GaloisInc / cryptol

Cryptol: The Language of Cryptography
https://galoisinc.github.io/cryptol/master/RefMan.html
BSD 3-Clause "New" or "Revised" License
1.14k stars 123 forks source link

abc not working in cryptol-remote-api nightly container #1310

Open michaelabernardo opened 2 years ago

michaelabernardo commented 2 years ago

Good morning!

We noticed in the nightly cryptol-remote-api container from two days ago that abc does not seem to be working as it previously did when trying to prove a property.

The error we get is argo_client.interaction.ArgoException: Internal error ArgoThreadTimedOut for W4_ABC and for abc,

argo_client.interaction.ArgoException: Internal error Failed to start the external solver: 
ArgoThreadTimedOut
Make sure you can start "/usr/local/bin/abc"
from the command line without issues.
michaelabernardo commented 2 years ago

Also, is this right in solver.py? W4_ABC: OnlineSolver = OnlineSolver("w4-any")

weaversa commented 2 years ago

Also, is this right in solver.py? W4_ABC: OnlineSolver = OnlineSolver("w4-any")

The commit for that is here: https://github.com/GaloisInc/cryptol/commit/5feef24c9a898cc5eb5df1a2af7f6aa968dcbad2

weaversa commented 2 years ago

The commit that changed how the solvers were installed in the container is here: https://github.com/GaloisInc/cryptol/commit/c8c122fac61191162c5c5c106735496a317ecba0#diff-92e1e9b869d970ba6ca75eebada07c31dfbda3bf4995b0db2fe5331980912df9

pnwamk commented 2 years ago

I'm not sure why things are timing out now where they did not do so before (this can happen sometimes with different solver versions of course, but I haven't specifically verified that's what's going on yet).

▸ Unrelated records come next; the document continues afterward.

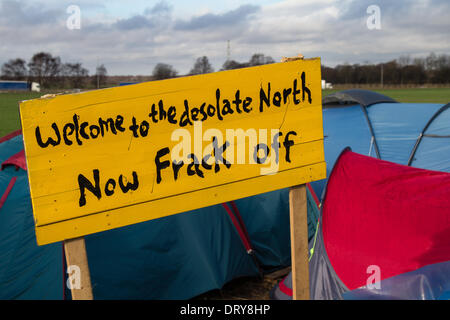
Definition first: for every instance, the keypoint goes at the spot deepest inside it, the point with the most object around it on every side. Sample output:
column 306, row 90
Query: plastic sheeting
column 26, row 270
column 175, row 257
column 428, row 283
column 396, row 126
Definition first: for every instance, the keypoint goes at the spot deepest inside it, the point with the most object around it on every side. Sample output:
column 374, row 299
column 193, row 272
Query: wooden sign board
column 109, row 158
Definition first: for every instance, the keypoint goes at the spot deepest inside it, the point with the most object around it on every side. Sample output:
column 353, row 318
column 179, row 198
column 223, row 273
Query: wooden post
column 298, row 212
column 75, row 251
column 299, row 242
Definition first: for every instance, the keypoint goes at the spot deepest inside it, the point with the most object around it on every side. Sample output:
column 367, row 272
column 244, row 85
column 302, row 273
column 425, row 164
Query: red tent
column 377, row 215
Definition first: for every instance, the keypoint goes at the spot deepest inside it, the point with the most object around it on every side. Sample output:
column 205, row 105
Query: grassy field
column 9, row 110
column 431, row 95
column 9, row 102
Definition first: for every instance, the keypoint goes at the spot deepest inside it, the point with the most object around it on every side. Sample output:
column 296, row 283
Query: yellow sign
column 109, row 158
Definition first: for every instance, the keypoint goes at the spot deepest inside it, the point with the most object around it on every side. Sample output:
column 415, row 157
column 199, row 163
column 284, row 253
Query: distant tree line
column 51, row 72
column 402, row 71
column 202, row 65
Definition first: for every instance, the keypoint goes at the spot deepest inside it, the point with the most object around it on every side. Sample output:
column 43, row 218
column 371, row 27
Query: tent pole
column 299, row 242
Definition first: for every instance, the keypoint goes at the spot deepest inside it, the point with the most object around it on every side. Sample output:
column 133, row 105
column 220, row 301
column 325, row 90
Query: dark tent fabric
column 378, row 213
column 176, row 257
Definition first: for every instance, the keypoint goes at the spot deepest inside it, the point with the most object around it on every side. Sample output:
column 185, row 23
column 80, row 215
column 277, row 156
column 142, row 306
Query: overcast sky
column 132, row 36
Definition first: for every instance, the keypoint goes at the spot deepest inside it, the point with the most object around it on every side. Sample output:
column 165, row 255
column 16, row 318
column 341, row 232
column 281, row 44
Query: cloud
column 334, row 30
column 15, row 13
column 210, row 20
column 158, row 15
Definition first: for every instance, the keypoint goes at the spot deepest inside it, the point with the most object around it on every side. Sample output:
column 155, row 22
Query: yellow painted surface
column 55, row 170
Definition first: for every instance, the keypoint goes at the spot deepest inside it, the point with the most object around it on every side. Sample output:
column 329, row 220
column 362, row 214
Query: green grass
column 9, row 102
column 418, row 95
column 9, row 110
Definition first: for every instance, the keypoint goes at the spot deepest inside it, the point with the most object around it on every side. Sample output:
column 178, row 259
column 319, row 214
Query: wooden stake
column 75, row 251
column 299, row 242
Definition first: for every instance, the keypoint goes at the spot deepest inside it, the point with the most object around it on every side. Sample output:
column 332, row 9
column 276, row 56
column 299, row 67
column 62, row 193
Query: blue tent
column 175, row 257
column 372, row 124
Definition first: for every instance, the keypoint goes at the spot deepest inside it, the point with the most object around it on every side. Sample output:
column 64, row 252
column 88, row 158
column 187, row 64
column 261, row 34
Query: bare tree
column 75, row 74
column 202, row 65
column 14, row 69
column 259, row 59
column 164, row 71
column 44, row 68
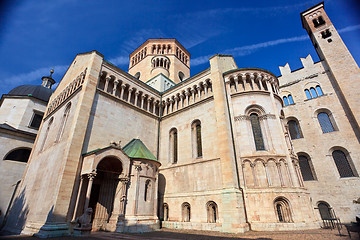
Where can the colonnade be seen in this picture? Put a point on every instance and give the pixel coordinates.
(187, 97)
(271, 173)
(139, 56)
(181, 55)
(126, 92)
(251, 81)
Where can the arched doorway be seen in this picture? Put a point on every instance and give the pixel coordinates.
(103, 191)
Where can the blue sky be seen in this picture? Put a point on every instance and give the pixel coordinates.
(38, 35)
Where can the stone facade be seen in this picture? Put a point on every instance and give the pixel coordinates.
(222, 150)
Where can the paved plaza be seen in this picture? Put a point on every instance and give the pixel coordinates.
(167, 234)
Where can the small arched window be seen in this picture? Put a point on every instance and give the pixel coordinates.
(343, 164)
(282, 210)
(181, 76)
(325, 211)
(306, 168)
(173, 145)
(137, 75)
(196, 138)
(319, 91)
(185, 210)
(19, 155)
(291, 100)
(286, 102)
(294, 129)
(212, 212)
(46, 133)
(147, 190)
(313, 92)
(325, 122)
(258, 138)
(63, 122)
(166, 211)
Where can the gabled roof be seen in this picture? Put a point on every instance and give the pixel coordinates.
(137, 149)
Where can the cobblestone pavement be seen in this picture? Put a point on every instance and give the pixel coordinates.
(167, 234)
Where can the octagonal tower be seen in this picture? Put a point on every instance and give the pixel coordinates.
(165, 56)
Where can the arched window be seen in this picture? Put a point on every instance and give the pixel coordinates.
(147, 190)
(173, 145)
(212, 212)
(166, 211)
(19, 155)
(196, 138)
(313, 92)
(319, 91)
(325, 211)
(181, 76)
(137, 75)
(343, 164)
(258, 138)
(282, 210)
(291, 100)
(63, 122)
(185, 210)
(306, 168)
(286, 102)
(294, 129)
(325, 122)
(47, 133)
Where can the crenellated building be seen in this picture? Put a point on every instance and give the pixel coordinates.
(229, 149)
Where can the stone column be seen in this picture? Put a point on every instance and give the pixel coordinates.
(107, 79)
(148, 103)
(129, 95)
(136, 97)
(91, 177)
(198, 88)
(78, 197)
(278, 165)
(252, 81)
(236, 80)
(177, 102)
(243, 78)
(193, 94)
(142, 101)
(116, 82)
(205, 88)
(123, 86)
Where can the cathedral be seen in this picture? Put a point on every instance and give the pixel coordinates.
(228, 149)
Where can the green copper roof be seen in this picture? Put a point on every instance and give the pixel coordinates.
(137, 149)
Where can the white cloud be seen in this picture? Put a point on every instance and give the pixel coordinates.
(246, 50)
(33, 77)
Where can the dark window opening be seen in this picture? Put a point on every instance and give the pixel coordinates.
(258, 138)
(36, 120)
(326, 34)
(342, 164)
(20, 155)
(305, 168)
(294, 129)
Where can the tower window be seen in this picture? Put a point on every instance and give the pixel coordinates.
(258, 138)
(173, 145)
(294, 129)
(342, 163)
(325, 122)
(326, 34)
(306, 168)
(181, 76)
(318, 21)
(36, 120)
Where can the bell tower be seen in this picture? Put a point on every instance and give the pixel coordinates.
(160, 56)
(337, 58)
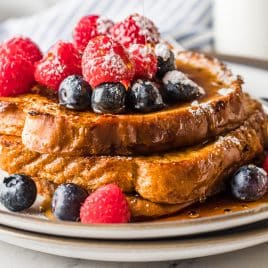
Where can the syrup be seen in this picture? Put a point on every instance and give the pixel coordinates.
(221, 204)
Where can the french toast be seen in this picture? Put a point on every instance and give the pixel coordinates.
(47, 128)
(171, 178)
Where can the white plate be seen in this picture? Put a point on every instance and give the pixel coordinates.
(143, 230)
(139, 251)
(258, 80)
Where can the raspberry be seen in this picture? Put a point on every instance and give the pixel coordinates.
(144, 59)
(25, 47)
(16, 74)
(60, 61)
(265, 164)
(105, 60)
(135, 29)
(89, 27)
(106, 205)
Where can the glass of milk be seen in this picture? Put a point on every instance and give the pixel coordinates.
(241, 27)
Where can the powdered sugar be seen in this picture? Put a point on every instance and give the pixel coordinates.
(147, 28)
(176, 77)
(225, 91)
(103, 25)
(195, 103)
(162, 50)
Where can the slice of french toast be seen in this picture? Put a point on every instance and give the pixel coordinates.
(47, 128)
(172, 178)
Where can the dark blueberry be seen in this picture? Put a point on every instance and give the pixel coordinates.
(249, 183)
(144, 96)
(67, 200)
(18, 192)
(109, 98)
(178, 87)
(75, 93)
(165, 60)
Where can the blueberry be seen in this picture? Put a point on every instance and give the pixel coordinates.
(109, 98)
(75, 93)
(249, 183)
(67, 200)
(17, 192)
(178, 87)
(144, 96)
(165, 60)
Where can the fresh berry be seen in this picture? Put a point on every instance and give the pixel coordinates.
(25, 47)
(249, 183)
(60, 61)
(144, 59)
(165, 60)
(75, 93)
(67, 200)
(109, 98)
(16, 75)
(89, 27)
(144, 97)
(135, 29)
(17, 192)
(265, 164)
(105, 60)
(106, 205)
(178, 87)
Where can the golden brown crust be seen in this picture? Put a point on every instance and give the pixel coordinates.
(171, 178)
(52, 129)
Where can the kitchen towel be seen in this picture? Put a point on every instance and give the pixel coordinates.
(189, 22)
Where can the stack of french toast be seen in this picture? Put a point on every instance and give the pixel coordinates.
(163, 160)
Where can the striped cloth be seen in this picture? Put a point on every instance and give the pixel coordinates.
(189, 22)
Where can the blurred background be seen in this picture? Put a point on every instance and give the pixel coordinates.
(233, 27)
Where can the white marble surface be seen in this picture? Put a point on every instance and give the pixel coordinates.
(13, 257)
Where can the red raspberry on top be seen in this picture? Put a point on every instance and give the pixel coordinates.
(106, 205)
(135, 29)
(89, 27)
(265, 164)
(25, 47)
(60, 61)
(145, 60)
(105, 60)
(16, 74)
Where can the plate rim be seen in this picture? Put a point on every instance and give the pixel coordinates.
(137, 251)
(135, 231)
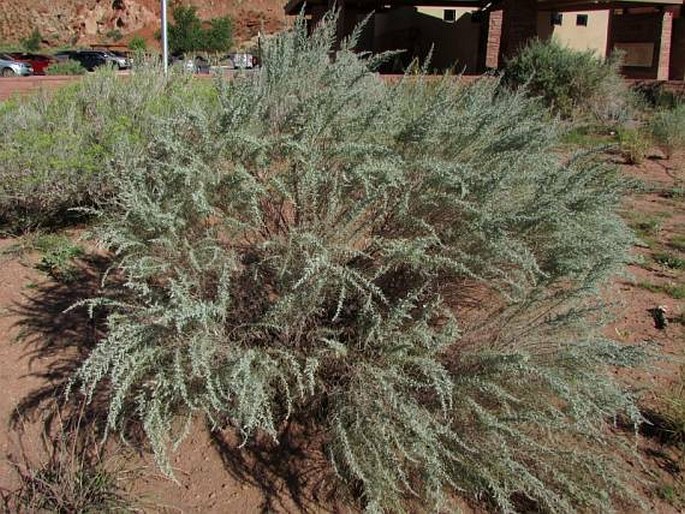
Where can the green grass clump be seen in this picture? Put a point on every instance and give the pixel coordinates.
(668, 129)
(676, 291)
(71, 476)
(634, 145)
(677, 243)
(301, 252)
(670, 260)
(59, 255)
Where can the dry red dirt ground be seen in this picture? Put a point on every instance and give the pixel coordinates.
(40, 344)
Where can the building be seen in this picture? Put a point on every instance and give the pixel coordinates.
(476, 35)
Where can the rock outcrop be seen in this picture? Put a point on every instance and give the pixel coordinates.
(63, 22)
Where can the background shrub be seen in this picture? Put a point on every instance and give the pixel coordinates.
(570, 82)
(668, 129)
(137, 44)
(56, 152)
(634, 145)
(33, 42)
(312, 249)
(68, 67)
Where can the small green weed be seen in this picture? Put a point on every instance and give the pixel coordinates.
(674, 193)
(59, 253)
(676, 291)
(677, 243)
(72, 477)
(587, 137)
(634, 145)
(673, 495)
(669, 260)
(647, 228)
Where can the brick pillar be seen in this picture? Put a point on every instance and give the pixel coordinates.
(519, 25)
(663, 65)
(492, 49)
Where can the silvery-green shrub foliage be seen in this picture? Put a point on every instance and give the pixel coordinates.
(408, 267)
(56, 150)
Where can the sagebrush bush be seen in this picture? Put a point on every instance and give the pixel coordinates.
(407, 268)
(668, 129)
(569, 81)
(56, 151)
(68, 67)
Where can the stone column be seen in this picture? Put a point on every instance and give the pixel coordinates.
(494, 38)
(663, 65)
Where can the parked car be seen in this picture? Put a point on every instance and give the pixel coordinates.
(92, 59)
(243, 61)
(10, 67)
(39, 63)
(119, 59)
(197, 64)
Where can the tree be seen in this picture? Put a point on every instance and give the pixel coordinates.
(186, 33)
(32, 43)
(219, 36)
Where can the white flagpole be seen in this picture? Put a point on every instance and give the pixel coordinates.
(165, 41)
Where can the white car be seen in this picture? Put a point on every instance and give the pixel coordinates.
(10, 67)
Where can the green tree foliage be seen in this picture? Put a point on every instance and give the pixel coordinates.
(188, 33)
(33, 42)
(570, 82)
(219, 36)
(410, 268)
(185, 34)
(137, 44)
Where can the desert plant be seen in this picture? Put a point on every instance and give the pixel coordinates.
(72, 476)
(59, 253)
(309, 251)
(56, 150)
(668, 129)
(67, 67)
(570, 81)
(634, 145)
(138, 44)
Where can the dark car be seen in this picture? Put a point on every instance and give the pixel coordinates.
(196, 64)
(39, 63)
(10, 67)
(91, 59)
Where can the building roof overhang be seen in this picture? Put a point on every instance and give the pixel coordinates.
(294, 7)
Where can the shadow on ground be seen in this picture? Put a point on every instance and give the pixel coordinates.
(56, 340)
(293, 473)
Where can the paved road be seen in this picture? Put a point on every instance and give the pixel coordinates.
(24, 85)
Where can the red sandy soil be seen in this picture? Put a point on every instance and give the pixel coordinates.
(40, 344)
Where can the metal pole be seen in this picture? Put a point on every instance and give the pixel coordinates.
(165, 41)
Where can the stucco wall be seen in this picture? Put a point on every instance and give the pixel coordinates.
(638, 29)
(590, 37)
(678, 50)
(455, 44)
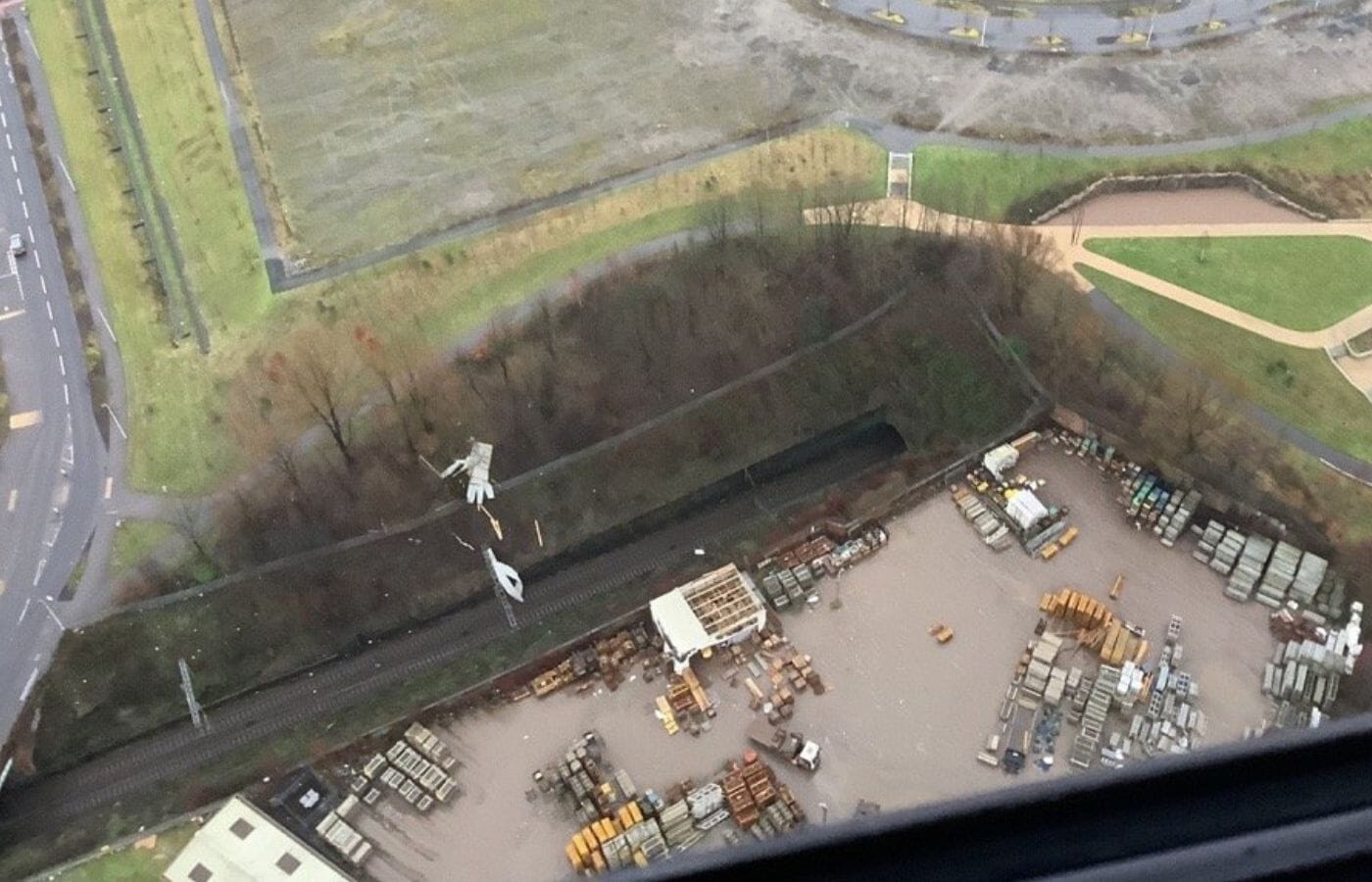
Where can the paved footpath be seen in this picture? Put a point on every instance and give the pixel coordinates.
(1069, 251)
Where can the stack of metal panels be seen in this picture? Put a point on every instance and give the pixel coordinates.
(1303, 673)
(1309, 576)
(1086, 747)
(1227, 552)
(1207, 542)
(676, 824)
(1280, 572)
(1330, 597)
(1248, 568)
(1179, 518)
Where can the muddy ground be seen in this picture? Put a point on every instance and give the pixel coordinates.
(1191, 206)
(384, 120)
(905, 716)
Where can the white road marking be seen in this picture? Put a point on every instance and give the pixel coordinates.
(68, 174)
(27, 686)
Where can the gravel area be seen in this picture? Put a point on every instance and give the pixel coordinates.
(903, 717)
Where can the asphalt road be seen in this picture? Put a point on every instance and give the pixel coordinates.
(51, 470)
(339, 685)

As a quick check, instead of using W4_ABC (which is incorrectly defined as you noted -- thanks! I've got a fix inbound for that), does using OnlineSolver("w4-abc") in its place fix the timeout issue by chance?

michaelabernardo commented 2 years ago

As a quick check, instead of using W4_ABC (which is incorrectly defined as you noted -- thanks! I've got a fix inbound for that), does using OnlineSolver("w4-abc") in its place fix the timeout issue by chance?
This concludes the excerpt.